Anyone familiar with Armond White is aware of what went down at the New York Film Critic’s Circle awards dinner last week, but few anticipated how that story would end this morning. After an emergency meeting held by the NYFCC for his actions during 12 Years A Slave helmer Steve McQueen’s speech, the committee decided to expel White from the group ending this sad story for the time being.
Armond White, the man is not a consumer of the cinematic equivalent of trite slush, his top ten films of all-time includes Lawrence of Arabia, Nashville and The Magnificent Ambersons, but Armond White the critic vehemently detests online criticism and the movies those writers hold up in esteem. That’s certainly an interesting sentiment from a man who writes reviews knowing in the back of his mind that his contrarian reactions will certainly elicit a response from the online community that he apparently despises, but needs their traffic to continue to claim he is “the strongest voice in contemporary criticism.”

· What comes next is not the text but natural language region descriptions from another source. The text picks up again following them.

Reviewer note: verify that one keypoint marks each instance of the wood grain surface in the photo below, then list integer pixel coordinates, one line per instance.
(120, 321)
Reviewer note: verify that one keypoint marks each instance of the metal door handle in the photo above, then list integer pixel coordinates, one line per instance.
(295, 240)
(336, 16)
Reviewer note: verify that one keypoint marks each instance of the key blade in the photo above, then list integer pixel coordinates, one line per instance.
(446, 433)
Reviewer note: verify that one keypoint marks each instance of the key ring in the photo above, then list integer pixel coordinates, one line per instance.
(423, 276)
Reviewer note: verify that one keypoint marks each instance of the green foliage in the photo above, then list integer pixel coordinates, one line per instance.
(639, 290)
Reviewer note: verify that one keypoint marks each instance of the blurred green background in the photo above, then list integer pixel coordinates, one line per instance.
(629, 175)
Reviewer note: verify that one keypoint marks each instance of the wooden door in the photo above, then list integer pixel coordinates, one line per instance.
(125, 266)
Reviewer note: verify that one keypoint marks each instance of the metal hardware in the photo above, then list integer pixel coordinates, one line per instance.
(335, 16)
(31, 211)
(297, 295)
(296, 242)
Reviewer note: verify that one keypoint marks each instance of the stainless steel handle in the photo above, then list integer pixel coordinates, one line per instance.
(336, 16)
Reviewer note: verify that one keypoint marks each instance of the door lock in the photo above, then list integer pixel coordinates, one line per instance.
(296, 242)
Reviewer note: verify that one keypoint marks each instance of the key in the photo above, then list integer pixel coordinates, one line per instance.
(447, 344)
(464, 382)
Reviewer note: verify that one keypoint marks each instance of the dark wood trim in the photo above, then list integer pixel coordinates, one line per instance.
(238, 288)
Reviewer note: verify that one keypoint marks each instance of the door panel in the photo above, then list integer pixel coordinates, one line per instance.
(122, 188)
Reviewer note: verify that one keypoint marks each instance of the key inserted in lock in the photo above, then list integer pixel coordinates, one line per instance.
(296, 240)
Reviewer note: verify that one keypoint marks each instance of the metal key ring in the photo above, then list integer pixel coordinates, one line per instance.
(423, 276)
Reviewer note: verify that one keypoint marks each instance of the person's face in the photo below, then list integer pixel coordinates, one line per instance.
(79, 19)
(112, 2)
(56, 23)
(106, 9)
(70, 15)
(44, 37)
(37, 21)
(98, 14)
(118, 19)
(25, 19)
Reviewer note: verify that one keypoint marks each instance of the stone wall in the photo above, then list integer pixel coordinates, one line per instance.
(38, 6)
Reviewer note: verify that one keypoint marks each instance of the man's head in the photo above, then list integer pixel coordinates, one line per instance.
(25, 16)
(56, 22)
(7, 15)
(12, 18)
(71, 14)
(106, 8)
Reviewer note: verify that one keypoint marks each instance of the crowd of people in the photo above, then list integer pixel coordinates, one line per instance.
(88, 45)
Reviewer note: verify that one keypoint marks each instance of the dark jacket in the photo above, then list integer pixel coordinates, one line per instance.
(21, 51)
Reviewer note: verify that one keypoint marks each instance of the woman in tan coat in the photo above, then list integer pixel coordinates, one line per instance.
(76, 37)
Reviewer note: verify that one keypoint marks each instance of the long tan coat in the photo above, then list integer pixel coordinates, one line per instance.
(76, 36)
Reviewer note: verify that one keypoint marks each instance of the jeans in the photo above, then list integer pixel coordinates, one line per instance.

Fellow NYFCC member Owen Gleiberman wrote a little about the decision and his experiences with White today on EW.com:
Yet this all began to come crashing down at the New York Film Critics Circle awards dinner back in 2011, when White was chairman. Emceeing that year’s awards, he insulted several of the winners from the podium (introducing Tony Kushner to present the Best Picture award to The Social Network, he said, “Maybe he can explain why it won”), and then, last year, when he was no longer chairman, he heckled from his table in the same way that he did this year (at the time, the object of his wrath was Michael Moore). And now that he has done it again, what’s clear is that Armond White’s “contrarian” impulses have crossed the line from being things that he thinks into a depressingly established pattern of reckless uncivil behavior. Ultimately, the two things have nothing to do with each other. White has the right to believe, and say in print, anything he wants. But disrupting a public event is a squalid form of acting out that has no defense.
Mr. White is certainly a unique voice, but somewhere along the line he went from defending small films to continuously attacking the films that are deemed a consensus of excellence. In his compulsion to display just how very different his critical eye from others, he became an enemy to the profession he held dear and, thanks to his terrible behavior, found himself expelled. Now acting as what people expect a caricature of a critic to be.
What is most depressing about the entire ordeal is that White in most circles won’t be remembered as the critic who spoke highly of little-known gems like Yossi or The Grandmaster, only as the guy who heckled filmmakers at galas and liked Jack & Jill. Screaming into the abyss, needing to be recognized, Mr. White needs less our scorn and more our pity.